I have been collecting Hammat Originals for several years, beginning with a piece that belonged to my mother for 50 years. It was indeed made in Oklahoma by Flora Eckert Hammat, who studied the art in California with a famous potter whose name eludes me, but it is in the Frankoma book mentioned in one of the replies. The pottery is characterized as bio-morphic, taking its shapes from nature. I do not have any pieces that are glazed on the outside; they are all left the natural tan shades; however, the insides are beautifully glazed in 4 different shades (at least, that is all that I have) - a beautiful blue-green, pale pinkish lavender, off-white, and mocha. I have seen a piece on ebay that was glazed on the exterior with clear varnish, but I have a feeling that was added. I don't know for sure.

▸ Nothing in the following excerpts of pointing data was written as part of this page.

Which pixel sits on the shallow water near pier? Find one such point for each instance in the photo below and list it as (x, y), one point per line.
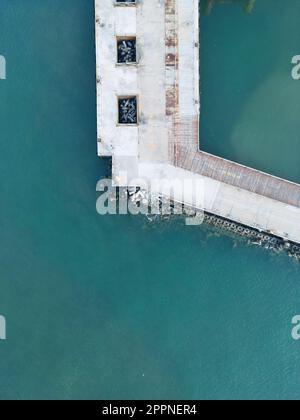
(250, 104)
(116, 307)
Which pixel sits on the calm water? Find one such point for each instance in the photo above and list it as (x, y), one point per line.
(112, 307)
(250, 103)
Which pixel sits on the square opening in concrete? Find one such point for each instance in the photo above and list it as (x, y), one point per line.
(128, 110)
(126, 47)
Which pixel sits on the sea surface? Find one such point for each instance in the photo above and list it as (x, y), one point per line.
(117, 307)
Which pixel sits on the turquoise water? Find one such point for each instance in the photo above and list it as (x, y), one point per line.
(114, 307)
(250, 105)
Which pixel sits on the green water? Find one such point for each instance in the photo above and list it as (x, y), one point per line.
(250, 105)
(114, 307)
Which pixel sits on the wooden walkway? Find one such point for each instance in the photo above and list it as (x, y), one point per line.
(189, 158)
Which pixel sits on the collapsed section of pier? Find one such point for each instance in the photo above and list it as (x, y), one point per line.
(148, 108)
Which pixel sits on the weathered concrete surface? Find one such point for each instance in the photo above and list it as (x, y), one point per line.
(165, 143)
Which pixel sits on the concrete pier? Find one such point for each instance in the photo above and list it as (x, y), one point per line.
(161, 141)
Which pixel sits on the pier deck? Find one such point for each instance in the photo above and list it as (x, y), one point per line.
(164, 143)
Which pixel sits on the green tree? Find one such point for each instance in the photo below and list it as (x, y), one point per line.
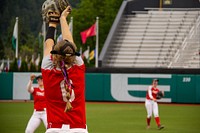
(24, 66)
(14, 66)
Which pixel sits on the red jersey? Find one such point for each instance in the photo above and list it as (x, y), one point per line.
(151, 93)
(39, 98)
(53, 82)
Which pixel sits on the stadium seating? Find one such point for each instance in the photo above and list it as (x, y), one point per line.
(155, 39)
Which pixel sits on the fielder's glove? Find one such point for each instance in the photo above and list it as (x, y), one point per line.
(52, 7)
(159, 95)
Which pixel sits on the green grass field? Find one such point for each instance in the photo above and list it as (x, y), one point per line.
(110, 118)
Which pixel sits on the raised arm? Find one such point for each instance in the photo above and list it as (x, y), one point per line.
(66, 34)
(49, 40)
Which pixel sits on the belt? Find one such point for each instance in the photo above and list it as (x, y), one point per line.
(40, 109)
(58, 125)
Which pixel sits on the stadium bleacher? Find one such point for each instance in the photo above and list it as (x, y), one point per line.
(167, 38)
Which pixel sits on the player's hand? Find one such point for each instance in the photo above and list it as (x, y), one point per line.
(154, 99)
(53, 18)
(66, 12)
(32, 77)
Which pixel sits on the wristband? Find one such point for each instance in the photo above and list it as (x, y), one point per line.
(50, 33)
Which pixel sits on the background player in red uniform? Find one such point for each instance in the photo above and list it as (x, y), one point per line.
(74, 120)
(152, 105)
(39, 113)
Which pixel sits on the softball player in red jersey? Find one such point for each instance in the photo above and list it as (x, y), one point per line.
(59, 121)
(152, 105)
(39, 113)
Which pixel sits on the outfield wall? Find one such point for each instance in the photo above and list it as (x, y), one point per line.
(179, 88)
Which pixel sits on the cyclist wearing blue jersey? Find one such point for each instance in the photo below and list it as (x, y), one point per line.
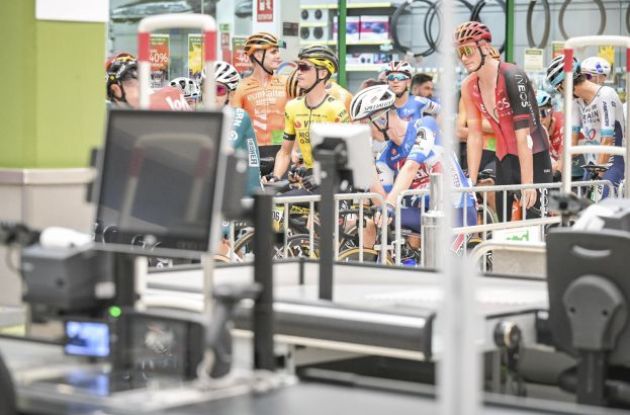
(413, 151)
(598, 114)
(409, 107)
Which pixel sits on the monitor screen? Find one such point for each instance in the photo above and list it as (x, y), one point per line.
(87, 338)
(158, 173)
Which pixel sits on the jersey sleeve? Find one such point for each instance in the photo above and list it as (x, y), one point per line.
(607, 107)
(428, 106)
(289, 121)
(521, 96)
(473, 115)
(423, 149)
(340, 113)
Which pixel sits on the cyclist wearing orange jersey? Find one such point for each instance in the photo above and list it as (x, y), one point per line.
(263, 94)
(339, 93)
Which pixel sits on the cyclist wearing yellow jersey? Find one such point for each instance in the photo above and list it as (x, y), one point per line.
(316, 65)
(262, 94)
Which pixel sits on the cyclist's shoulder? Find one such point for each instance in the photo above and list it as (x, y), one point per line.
(608, 93)
(295, 104)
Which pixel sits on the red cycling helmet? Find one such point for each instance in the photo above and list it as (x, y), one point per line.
(472, 31)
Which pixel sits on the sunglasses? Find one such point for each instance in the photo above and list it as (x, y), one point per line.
(380, 120)
(221, 90)
(397, 77)
(466, 51)
(304, 67)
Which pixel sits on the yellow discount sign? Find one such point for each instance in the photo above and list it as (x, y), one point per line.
(608, 53)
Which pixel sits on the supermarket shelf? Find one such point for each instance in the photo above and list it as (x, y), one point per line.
(365, 67)
(380, 5)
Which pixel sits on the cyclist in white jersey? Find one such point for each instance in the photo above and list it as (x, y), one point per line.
(597, 113)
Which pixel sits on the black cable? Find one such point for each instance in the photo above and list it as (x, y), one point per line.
(530, 35)
(475, 15)
(602, 17)
(394, 26)
(429, 18)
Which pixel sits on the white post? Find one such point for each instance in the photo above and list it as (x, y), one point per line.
(459, 378)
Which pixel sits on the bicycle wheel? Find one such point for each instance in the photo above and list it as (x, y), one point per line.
(369, 255)
(299, 246)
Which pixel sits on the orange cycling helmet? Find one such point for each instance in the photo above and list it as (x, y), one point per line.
(472, 31)
(260, 41)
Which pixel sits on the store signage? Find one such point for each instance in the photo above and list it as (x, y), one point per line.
(264, 11)
(160, 56)
(534, 60)
(239, 59)
(195, 55)
(608, 53)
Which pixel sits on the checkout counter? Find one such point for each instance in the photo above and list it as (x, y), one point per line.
(152, 359)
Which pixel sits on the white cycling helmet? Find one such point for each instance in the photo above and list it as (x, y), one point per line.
(400, 66)
(226, 74)
(189, 87)
(370, 101)
(595, 66)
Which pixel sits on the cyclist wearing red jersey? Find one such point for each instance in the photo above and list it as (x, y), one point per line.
(502, 93)
(123, 87)
(262, 94)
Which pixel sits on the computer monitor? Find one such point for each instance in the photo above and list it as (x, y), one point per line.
(589, 300)
(161, 180)
(358, 139)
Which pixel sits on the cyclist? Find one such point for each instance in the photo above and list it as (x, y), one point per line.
(190, 89)
(598, 114)
(398, 76)
(502, 93)
(422, 85)
(243, 138)
(262, 94)
(123, 88)
(553, 121)
(595, 69)
(316, 64)
(413, 151)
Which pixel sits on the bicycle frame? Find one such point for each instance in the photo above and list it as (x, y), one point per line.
(569, 149)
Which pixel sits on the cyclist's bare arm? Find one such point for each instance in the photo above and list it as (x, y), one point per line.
(283, 158)
(403, 181)
(461, 127)
(474, 145)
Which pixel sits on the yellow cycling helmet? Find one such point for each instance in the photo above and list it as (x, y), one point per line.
(321, 57)
(291, 88)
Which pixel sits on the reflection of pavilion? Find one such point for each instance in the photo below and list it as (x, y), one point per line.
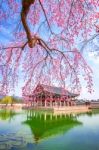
(44, 125)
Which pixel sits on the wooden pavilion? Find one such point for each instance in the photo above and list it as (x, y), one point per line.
(49, 97)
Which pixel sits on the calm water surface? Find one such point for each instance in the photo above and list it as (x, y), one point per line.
(32, 130)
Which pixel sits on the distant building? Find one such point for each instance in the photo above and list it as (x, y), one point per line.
(49, 96)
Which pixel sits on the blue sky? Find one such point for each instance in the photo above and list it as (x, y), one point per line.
(91, 58)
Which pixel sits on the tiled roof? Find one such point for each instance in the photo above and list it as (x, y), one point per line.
(57, 90)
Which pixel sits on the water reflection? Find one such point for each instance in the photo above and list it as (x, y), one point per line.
(35, 130)
(45, 125)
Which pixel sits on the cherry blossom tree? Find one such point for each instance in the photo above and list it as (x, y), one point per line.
(44, 44)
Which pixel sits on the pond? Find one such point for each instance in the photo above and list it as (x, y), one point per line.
(39, 130)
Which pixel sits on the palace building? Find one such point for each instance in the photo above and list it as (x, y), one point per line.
(49, 97)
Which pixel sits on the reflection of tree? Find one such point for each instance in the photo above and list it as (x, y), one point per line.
(7, 114)
(46, 125)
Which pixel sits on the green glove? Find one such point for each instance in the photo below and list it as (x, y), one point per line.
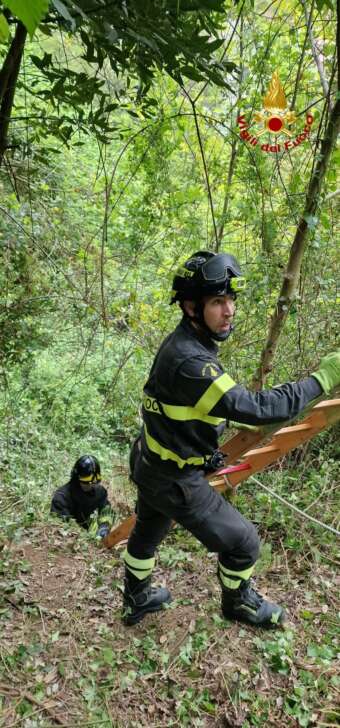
(328, 374)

My mother's piece was a leaf dish, which my brothers and I always desired to use as an ash-tray, but she flatly refused forever! I believe it was given to her with a floral arrangement, and, indeed, this pottery was a favorite of florists for many years because of the impermeableness (?) of the glaze...it didn't leak! The pottery was sold at Neiman-Marcus and other fine department stores. There were also special issues for groups like Shriners. However, Flora and her daughters could not compete with the price of pottery coming in from Japan after the war, and they finally closed down the shop. At the writing of the last Frankoma book, she was still alive living with one of her daughters.

The pottery is becoming increasingly more difficult to find online. Do a google search and see if you can find any.

I hope this has helped. It is too beautiful not to be known about.